Come nota la rivista online Quartz, non è un grosso problema (o almeno non sempre) se l’algoritmo di Facebook sbaglia, ad esempio, un riconoscimento facciale o se il sistema dei filtri da applicare alle foto non è performante come promesso. Diverso è però quando fallisce l’algoritmo che presiede al governo degli scambi finanziari sui mercati, o quando un aereo cade in mezzo all’oceano per un difetto nel sistema di pilotaggio automatico, come potrebbe essere successo per il volo Air France 447 nel 2009.

L’obiezione migliore a Ben Shneiderman è che, in tutti questi casi, ovviamente un sistema di controllo dovrebbe entrare in azione, ed è esattamente quello che presiede ai mercati finanziari, o al settore dei trasporti e via andando per ogni settore di specifico interesse. E, tuttavia, nel chiedere una specifica autorità di garanzia per gli algoritmi, lo studioso americano mette bene in evidenza un aspetto particolarmente inquietante dei nuovi sistemi automatizzati: benché inizialmente progettati da umani, alcuni algoritmi evolvono attraverso sistemi automatizzati di apprendimento che rendono difficile capire come questi assumano una decisione piuttosto che un’altra.

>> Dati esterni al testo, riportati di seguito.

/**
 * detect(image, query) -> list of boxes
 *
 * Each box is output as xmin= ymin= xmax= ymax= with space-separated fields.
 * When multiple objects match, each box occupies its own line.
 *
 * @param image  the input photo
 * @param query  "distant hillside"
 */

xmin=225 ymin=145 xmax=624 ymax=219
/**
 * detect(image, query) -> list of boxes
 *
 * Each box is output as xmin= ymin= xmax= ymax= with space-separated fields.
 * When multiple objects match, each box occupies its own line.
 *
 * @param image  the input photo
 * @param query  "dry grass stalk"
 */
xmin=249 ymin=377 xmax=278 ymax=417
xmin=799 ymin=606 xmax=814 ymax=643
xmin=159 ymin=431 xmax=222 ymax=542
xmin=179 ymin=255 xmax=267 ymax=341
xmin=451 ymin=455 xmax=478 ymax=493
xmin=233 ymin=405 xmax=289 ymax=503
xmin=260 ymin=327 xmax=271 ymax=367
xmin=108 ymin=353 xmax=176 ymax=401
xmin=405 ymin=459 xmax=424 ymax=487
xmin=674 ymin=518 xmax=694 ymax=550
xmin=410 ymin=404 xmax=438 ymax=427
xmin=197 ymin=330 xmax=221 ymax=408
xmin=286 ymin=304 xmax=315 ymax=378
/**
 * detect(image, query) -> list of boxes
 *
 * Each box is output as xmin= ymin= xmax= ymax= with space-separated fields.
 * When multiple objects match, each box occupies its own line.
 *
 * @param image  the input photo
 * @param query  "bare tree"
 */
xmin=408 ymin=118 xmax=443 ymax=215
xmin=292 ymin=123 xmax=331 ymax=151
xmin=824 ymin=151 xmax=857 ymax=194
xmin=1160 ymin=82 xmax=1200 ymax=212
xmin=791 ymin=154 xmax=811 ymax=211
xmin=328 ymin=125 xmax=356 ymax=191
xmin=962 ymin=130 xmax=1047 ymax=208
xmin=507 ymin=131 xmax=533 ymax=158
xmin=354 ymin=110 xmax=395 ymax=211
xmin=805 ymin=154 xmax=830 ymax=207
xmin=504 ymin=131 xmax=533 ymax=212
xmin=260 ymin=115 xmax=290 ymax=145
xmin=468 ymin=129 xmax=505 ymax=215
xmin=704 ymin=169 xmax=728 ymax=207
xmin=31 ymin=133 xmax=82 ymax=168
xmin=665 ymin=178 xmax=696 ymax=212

Ciò rende estremamente delicato lo sviluppo degli algoritmi in settori sensibili come quello della diagnostica medicale, o nella guida automobilistica automatizzata in un immediato futuro. Per controllare i possibili guasti servono competenze molto specifiche, che forse non sono a disposizione di ogni autorità di garanzia settoriale. Vi sono casi documentati, ad esempio, di software per la diagnosi del cancro alla pelle che, testati inizialmente su persone di pelle chiara, si sono mostrati difettosi nell’operare su persone di pelle scura. Una autorità dedicata esclusivamente agli algoritmi avrebbe il compito di intervenire soprattutto in questi casi, investigando i motivi di fallimento e dando pubblicità di questi al pubblico potenziale, esattamente come fa la Fda negli Stati Uniti per le medicine.